One of Born’s critiques is that some judiciaries are corrupt or of low quality:
Put concretely, why should American, Canadian, Australian, Singaporean, Swiss, Ghanaian, Uruguayan or other courts commit to recognize all foreign judgments – including judgments of courts in Russia, China, Venezuela, Iran, the Congo, and Nicaragua – in the same basic way that they recognize international arbitral awards?
That’s certainly fair, but it also has an easy answer. Perhaps courts should commit to recognize the judgments of a questionable judiciary because that is what the parties, by entering into an exclusive choice of court agreement governed by the Convention, have asked them to do. Born’s criticism here would have more teeth if it were directed at the Judgments Convention; but the Choice of Court Agreements Convention is purely optional. It’s particularly striking to see Born’s criticism from a leading member of the international arbitration bar, given that the foundation of the law of international arbitration is the importance of giving binding effect to the agreement of the parties.
Another of Born’s critiques is weightier. He suggests that under the Article 9(a) of the Convention, the courts of the chosen state have an unreviewable power to rule on the validity of the choice of court agreement. As Ribeiro-Bidaoui notes in his rejoinder, this argument is surprising insofar as we think courts should not generally second-guess arbitrators’ decisions about their own jurisdiction when the parties have committed the decision about jurisdiction to the arbitrators. But there is a more direct answer, too. The Convention provides a more-or-less standard list of grounds on which courts can refuse recognition and enforcement, including public policy. So it seems unlikely to me that “good” courts would feel to recognize the judgments of “bad” courts if the “bad” courts make a determination about their own jurisdiction that is so far out in left field as to raise questions about the fundamental propriety of the proceedings in the “bad” court.

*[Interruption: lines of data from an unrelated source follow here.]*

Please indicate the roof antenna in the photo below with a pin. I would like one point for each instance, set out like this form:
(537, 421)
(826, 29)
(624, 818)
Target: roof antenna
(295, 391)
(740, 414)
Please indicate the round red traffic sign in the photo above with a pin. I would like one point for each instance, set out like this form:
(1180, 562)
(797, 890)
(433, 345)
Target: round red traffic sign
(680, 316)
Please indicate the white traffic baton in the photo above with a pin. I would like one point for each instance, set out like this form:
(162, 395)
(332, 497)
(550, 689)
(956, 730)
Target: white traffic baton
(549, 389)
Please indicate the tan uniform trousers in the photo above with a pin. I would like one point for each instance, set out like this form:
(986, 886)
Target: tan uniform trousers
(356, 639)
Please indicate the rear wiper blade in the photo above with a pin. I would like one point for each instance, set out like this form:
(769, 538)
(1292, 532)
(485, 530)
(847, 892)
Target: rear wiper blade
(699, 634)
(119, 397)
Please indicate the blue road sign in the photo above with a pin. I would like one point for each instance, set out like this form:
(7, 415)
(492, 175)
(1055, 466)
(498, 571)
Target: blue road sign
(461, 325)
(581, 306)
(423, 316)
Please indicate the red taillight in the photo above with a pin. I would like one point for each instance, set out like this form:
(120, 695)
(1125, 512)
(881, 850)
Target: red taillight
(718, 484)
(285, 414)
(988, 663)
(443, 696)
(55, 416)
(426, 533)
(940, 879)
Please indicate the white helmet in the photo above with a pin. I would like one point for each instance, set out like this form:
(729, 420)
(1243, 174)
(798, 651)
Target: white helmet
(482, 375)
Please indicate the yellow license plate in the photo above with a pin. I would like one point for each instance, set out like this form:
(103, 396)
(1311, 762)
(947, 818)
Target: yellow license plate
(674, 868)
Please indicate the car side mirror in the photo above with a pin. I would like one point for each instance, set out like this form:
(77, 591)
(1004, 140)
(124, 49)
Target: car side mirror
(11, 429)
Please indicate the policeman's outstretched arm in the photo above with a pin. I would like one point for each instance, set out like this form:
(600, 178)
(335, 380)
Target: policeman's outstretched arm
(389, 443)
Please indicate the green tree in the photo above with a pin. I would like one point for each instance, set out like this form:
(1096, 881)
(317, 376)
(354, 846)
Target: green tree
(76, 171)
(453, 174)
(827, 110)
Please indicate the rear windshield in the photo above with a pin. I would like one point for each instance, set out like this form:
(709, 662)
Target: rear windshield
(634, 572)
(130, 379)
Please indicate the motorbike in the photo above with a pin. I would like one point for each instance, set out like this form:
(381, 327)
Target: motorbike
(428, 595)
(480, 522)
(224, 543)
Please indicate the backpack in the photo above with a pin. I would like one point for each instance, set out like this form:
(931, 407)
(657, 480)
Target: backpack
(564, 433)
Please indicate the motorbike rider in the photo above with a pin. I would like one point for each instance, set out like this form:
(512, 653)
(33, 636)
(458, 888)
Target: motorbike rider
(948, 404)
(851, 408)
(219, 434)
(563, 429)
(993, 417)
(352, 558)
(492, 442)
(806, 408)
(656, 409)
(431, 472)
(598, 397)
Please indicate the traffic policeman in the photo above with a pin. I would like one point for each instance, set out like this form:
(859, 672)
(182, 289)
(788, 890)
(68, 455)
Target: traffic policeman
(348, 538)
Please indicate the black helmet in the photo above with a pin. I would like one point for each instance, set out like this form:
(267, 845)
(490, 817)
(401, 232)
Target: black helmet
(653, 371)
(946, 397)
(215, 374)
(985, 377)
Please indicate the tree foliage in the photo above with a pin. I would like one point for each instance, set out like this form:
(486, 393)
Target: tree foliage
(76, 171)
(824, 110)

One of the main advantages of arbitration over judicial litigation has always been ease of enforcement in light of the New York Convention. The Choice of Court Agreements Convention sets out to remedy this, and I think we ought to let the market decide. If Born is right and the risks of corruption, bad judging, etc., are too high, then parties simply will not make use of the Convention and will continue to turn to arbitration. But I suspect there are many parties that will favor litigation for all kinds of reasons, once they can be reasonably assured that a judgment from their chosen court will be enforced. And competition between courts and arbitration tribunals for litigants’ business can only be healthy. I hope we see widespread ratification, so that we can see how the natural experiment the HCCH has invited states and parties to undertake plays out.